The Semantic Memory & Knowledge Compression system is a critical component of the RAVANA architecture, responsible for transforming raw episodic memories into structured, high-level semantic knowledge. This process enables long-term retention of insights while managing storage efficiency and query performance. The system leverages Large Language Models (LLMs) to summarize logs, reflections, and interactions, storing the resulting knowledge in a searchable database.
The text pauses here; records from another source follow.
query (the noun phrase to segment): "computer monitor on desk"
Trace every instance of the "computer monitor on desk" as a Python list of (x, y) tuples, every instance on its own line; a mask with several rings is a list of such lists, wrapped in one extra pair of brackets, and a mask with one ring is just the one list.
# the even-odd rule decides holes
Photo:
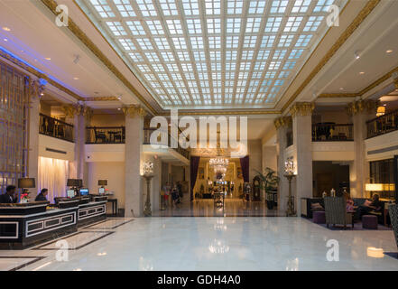
[(79, 192), (80, 196), (88, 196), (89, 194), (88, 188), (81, 188)]
[(68, 190), (67, 197), (69, 199), (75, 198), (75, 190)]

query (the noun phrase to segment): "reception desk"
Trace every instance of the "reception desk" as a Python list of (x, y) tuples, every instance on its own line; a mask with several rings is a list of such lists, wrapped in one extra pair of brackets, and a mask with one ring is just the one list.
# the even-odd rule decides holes
[(106, 219), (106, 200), (62, 200), (54, 208), (46, 201), (0, 204), (0, 249), (22, 249)]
This document details the implementation, integration, and operational characteristics of this pipeline.

Core Components Overview

The knowledge compression pipeline consists of several interconnected modules:

  • compression_prompts.py: Defines the prompt template used to guide the LLM during summarization.
  • compressed_memory.py: Implements file-based persistence for compressed summaries.
  • main.py (knowledge_compression): Orchestrates the compression workflow and integrates with the LLM.
  • KnowledgeService: Manages database storage, deduplication, and retrieval of compressed knowledge.
  • Summary Model: Database schema for storing semantic knowledge.
  • Episodic Memory System: Source of raw memories that feed into the compression process.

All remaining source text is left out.